Why would spacetime curvature cause gravity given that the value of gravitational time dilation is so small?

Question

In this question, mpv provides the clearest explanation of the operation of gravity in his answer:

The apple moving first only in the time direction (i.e. at rest in space) starts accelerating in space thanks to the curvature (the "mixing" of the space and time axes) - the velocity in time becomes velocity in space. The acceleration happens because the time flows slower when the gravitational potential is decreasing. Apple is moving deeper into the gravitational field, thus its velocity in the "time direction" is changing (as time gets slower and slower). The four-velocity is conserved (always equal to the speed of light), so the object must accelerate in space.

How can the difference in gravitational potential have an effect when the calculated values of gravitational time dilation and space contraction are so very small? If you take the clock out of a geostationary orbit satellite and put it on the ground it will run slower but only a very little amount slower. And over small length scales this is even less significant.

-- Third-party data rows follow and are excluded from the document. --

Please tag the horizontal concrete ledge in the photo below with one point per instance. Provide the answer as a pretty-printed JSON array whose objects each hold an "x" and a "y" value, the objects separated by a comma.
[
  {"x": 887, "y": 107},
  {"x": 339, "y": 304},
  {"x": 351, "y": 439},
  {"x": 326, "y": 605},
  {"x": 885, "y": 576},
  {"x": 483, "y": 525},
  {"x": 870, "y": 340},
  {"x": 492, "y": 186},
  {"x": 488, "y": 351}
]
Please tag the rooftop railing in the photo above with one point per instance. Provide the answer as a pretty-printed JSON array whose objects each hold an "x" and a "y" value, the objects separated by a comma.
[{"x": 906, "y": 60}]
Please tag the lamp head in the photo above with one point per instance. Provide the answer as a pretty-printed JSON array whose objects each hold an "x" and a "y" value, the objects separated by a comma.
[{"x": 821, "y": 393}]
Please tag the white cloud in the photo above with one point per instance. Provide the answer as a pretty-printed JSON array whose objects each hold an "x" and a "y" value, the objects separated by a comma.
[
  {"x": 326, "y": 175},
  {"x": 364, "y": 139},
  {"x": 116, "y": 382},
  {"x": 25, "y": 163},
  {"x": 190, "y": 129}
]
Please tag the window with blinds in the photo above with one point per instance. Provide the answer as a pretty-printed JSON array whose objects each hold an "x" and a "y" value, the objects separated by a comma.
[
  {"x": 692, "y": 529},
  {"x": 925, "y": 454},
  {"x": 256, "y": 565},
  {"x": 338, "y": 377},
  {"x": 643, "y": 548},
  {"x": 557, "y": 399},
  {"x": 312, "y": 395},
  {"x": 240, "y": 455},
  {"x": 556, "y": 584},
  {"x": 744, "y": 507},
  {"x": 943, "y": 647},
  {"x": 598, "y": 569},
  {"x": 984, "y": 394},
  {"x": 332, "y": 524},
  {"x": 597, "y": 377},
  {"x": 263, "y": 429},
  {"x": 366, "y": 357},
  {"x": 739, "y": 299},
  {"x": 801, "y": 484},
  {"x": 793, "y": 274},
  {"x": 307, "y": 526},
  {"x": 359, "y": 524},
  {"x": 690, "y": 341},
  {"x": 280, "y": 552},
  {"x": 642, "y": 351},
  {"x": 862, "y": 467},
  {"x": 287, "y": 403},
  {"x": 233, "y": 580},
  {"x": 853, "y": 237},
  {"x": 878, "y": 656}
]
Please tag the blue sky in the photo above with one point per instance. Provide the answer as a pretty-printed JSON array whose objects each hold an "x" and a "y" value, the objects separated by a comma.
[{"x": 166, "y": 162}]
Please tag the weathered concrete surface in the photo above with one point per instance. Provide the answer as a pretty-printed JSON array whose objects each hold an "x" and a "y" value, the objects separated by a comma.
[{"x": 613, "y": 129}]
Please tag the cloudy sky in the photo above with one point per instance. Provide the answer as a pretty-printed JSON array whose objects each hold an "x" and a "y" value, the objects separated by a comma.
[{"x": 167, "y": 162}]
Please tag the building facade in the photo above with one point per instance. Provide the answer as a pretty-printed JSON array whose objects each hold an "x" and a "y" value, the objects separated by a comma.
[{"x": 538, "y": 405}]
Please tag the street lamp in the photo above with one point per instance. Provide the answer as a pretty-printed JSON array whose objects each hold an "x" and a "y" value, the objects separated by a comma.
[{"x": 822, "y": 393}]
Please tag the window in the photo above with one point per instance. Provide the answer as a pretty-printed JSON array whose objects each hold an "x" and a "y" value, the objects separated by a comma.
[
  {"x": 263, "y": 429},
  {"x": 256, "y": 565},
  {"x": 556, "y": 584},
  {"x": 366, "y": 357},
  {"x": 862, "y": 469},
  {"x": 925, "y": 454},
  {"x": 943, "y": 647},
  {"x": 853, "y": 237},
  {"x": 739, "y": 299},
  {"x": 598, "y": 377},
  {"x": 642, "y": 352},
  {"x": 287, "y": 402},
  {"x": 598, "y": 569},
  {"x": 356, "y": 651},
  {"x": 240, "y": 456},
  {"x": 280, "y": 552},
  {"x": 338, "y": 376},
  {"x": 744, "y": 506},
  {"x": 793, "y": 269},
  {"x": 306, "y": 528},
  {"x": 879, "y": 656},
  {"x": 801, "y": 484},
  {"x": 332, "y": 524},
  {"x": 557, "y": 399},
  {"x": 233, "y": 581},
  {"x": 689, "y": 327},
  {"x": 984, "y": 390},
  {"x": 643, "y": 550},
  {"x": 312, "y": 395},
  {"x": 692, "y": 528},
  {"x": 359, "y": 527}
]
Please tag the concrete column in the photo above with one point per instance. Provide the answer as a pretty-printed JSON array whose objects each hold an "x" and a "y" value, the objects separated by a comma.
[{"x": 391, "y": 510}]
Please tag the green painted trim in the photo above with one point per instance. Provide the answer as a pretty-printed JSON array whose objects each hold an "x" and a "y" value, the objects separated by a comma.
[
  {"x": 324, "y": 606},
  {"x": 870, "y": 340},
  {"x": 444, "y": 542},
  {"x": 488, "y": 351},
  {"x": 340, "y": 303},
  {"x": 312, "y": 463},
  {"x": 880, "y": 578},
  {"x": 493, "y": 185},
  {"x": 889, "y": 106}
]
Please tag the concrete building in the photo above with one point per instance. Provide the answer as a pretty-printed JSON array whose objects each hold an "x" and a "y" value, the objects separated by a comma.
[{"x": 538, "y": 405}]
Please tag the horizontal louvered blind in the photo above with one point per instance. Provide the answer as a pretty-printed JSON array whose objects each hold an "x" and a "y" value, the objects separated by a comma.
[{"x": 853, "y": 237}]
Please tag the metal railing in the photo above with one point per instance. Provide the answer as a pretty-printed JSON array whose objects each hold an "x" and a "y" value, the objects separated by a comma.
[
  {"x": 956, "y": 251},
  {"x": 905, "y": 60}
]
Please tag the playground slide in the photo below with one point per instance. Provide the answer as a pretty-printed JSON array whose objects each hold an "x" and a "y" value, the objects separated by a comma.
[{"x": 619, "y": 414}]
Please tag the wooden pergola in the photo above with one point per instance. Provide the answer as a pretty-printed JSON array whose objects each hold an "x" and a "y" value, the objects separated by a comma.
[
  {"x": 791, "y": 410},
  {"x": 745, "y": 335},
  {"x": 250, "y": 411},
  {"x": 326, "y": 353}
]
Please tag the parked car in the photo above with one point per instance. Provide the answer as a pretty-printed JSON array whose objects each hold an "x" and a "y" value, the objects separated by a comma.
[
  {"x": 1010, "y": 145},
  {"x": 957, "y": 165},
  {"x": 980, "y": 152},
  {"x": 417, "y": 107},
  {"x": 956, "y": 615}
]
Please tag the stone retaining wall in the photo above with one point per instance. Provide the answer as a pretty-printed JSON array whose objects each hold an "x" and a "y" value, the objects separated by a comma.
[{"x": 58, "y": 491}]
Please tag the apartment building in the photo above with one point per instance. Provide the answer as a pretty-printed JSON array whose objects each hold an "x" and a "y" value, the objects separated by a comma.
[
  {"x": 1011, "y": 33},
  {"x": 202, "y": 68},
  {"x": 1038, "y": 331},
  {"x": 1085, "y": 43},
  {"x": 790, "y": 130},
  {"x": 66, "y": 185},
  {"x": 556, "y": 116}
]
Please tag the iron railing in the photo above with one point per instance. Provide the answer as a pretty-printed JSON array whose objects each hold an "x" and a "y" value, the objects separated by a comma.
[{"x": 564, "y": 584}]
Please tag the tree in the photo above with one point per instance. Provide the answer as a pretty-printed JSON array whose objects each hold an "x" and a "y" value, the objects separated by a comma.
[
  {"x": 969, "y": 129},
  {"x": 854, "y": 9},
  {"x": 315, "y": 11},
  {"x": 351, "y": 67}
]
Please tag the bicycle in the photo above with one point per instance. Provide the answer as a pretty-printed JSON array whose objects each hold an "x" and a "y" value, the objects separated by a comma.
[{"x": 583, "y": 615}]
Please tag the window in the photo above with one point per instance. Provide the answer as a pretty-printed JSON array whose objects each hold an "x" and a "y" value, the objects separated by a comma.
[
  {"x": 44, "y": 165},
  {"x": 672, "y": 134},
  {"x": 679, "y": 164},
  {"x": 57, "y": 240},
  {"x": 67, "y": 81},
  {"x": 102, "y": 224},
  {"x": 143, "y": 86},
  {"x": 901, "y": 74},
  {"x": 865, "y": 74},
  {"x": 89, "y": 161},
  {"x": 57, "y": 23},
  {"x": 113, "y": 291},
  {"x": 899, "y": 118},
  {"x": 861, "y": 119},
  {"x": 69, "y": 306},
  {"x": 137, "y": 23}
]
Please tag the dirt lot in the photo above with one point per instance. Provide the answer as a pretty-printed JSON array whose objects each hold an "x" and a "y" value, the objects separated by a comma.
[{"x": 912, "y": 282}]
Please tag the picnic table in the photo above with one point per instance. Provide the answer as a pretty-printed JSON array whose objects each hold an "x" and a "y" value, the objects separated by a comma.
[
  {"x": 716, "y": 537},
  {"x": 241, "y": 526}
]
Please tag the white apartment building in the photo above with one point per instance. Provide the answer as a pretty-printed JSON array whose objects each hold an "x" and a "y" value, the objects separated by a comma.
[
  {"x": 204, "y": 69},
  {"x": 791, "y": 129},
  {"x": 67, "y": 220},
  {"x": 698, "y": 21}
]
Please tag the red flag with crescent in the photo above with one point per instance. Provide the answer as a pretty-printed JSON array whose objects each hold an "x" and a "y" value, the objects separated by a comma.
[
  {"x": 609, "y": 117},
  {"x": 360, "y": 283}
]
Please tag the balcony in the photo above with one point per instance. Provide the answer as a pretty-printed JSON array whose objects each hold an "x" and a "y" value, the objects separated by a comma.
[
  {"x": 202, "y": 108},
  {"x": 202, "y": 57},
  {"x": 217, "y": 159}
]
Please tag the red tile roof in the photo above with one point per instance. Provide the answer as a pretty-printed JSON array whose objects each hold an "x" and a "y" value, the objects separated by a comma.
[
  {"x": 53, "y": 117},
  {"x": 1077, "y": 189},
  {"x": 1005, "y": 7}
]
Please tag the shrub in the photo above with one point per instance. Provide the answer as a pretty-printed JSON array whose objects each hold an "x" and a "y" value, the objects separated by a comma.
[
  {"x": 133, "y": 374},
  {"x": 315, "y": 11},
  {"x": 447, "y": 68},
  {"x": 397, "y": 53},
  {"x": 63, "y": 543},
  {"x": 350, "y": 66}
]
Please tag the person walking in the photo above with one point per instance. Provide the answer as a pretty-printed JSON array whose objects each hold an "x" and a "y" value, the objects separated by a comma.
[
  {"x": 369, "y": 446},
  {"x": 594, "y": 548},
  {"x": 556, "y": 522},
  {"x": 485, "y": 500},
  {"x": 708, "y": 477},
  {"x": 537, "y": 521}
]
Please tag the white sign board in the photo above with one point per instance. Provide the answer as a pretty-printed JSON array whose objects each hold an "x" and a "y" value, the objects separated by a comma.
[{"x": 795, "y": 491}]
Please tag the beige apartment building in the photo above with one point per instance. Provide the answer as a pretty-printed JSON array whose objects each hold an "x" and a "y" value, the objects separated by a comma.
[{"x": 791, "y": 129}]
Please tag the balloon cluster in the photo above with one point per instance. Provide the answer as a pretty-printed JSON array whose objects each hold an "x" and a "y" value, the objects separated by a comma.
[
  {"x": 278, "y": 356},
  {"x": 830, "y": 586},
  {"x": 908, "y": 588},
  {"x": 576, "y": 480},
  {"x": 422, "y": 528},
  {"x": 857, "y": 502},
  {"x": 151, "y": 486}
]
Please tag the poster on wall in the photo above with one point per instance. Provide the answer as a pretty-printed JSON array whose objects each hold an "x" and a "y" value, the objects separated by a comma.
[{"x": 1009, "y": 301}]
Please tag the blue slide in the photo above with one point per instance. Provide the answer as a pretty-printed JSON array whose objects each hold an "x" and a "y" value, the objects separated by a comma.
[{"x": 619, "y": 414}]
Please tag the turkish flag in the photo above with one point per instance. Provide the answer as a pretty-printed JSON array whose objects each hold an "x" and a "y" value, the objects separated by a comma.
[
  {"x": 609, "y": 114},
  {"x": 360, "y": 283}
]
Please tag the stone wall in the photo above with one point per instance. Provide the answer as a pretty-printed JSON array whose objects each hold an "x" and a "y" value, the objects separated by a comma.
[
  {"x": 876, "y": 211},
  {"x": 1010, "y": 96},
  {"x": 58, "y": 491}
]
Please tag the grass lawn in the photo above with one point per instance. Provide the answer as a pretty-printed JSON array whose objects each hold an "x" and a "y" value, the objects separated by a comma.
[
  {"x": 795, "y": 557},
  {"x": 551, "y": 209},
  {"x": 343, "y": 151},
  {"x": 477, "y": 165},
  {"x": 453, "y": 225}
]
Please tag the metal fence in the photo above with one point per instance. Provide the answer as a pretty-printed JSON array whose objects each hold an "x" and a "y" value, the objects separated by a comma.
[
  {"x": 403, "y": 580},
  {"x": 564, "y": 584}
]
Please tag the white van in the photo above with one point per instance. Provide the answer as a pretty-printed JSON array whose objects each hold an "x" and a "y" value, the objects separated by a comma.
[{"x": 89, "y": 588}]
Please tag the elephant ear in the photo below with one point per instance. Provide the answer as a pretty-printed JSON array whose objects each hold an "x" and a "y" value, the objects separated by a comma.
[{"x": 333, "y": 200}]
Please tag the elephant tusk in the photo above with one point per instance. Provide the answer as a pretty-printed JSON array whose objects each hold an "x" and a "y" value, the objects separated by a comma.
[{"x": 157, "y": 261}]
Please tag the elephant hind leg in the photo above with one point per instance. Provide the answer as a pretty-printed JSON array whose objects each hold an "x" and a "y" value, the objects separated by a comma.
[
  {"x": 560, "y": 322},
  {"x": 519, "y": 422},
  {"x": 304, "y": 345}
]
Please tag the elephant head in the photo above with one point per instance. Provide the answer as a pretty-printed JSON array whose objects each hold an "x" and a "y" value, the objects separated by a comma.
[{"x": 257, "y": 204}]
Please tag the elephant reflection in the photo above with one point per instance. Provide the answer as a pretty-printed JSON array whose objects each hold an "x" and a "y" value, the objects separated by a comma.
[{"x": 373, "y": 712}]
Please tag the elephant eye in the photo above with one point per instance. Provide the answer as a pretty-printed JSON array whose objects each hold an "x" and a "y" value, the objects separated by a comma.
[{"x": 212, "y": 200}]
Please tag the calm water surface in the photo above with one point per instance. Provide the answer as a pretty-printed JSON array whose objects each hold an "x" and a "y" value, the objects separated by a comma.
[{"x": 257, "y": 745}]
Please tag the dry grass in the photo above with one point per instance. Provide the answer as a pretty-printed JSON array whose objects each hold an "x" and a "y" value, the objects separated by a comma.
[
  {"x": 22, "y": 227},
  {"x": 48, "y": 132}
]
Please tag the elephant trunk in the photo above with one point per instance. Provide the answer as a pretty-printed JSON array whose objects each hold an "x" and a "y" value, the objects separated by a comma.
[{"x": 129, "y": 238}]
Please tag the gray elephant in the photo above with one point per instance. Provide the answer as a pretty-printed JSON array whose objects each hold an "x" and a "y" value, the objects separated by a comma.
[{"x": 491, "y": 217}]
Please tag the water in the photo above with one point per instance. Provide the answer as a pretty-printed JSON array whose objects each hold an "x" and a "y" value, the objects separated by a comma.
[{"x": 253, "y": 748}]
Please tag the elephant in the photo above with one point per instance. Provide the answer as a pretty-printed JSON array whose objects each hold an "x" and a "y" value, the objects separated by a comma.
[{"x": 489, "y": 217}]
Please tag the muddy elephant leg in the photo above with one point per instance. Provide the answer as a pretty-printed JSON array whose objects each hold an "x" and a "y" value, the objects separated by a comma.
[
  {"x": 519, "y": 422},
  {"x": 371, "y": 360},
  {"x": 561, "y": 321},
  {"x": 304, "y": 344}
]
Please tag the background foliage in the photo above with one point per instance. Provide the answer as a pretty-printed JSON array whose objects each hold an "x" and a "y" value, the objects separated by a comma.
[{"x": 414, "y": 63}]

Secondly does this imply that gravity in Einstein's relativity requires time to pass to operate?

Answer 1

To understand this consider the analogy of two cars driving north from the equator as discussed in the question: Why does the speed of an object affect its path if gravity is warped spacetime? The relevant diagram from that question is:

Due to the curvature of the Earth's surface the two cars converge even though they started out parallel, and this is what happens in general relativity, except that there we need to treat time as a dimension as well.

If you look at the diagram it should be obvious that the faster the cars drive north the faster they will converge i.e. the large the apparent force between them. In fact as discussed in Geodesic devation on a two sphere if the cars start a distance $d$ apart their separation at time $t$ is given by:

$$ s(t) = d \cos\left(\frac{vt}{r} \right) $$

and a quick differentiation later we find the acceleration $d^2s/dt^2$ is proportional to $v^2$. So the apparent force between the two cars is proportional to the square of their speed northwards.

In general relativity we find for a stationary object the four acceleration is given by:

$$ {d^2 x^\mu \over d\tau^2} = - \Gamma^\mu_{\alpha\beta} u^\alpha u^\beta $$

See How does "curved space" explain gravitational attraction? for where this equation comes from. The quantity $u$ is the four velocity, so once again we have a quadratic dependence of the acceleration on velocity just as in the case of the 2-sphere above.

And this neatly explains why even a small curvature causes large accelerations. It's because the magnitude of the four velocity is always equal to $c$, so in the equation for the acceleration we are multiplying the (small) curvature term $\Gamma^\mu_{\alpha\beta}$ by the (very large) term $c^2$. So even at the Earth's surface, where the spacetime curvature is barely measurable, we still get an acceleration of $9.81~\textrm{m}^2$ because we are multiplying that small curvature by $9 \times 10^{18}$.

As for time passing, no it does not imply time flows. In GR the trajectory of an object is a line in a 4D manifold i.e. the set of all possible positions in spacetime of the object. While humans perceive the position on that line to be changing with time there is no equivalent concept of flow in GR. For more on this see What is time, does it flow, and if so what defines its direction?

Answer 2

The resulting gravitational potential (GPE per unit mass) is also "small", compared with $c^2$... but in SI units, it may still be quite large. It's like asking how a speed can be measurably large when it's expected to be small compared with $c$.

does this imply that gravity in Einstein's relativity requires time to pass to operate?

It does in Newtonian physics too; in both cases we want to explain an acceleration, which is a second-order time derivative.

Answer 3

I find it helpful to think of gravity like a low pressure system in the weather. You don't have to consider the difference between the rate of time at altitude and at the earth surface. All you need to know is that the "pressure" of time immediately below the object is slightly lower than the pressure of time immediately above the object. So the object wants to move in that direction, ie downwards.

Think of why a helium balloon rises in the air. It doesn't know that the air pressure 100 metres high is different from that at the surface. All it knows is that the air pressure immediately above it is a tiny bit lower than the air pressure below it. So it moves in that direction - upwards.

So it is only the difference between this pressure immediately above and immediately below the object that matters in the process of falling.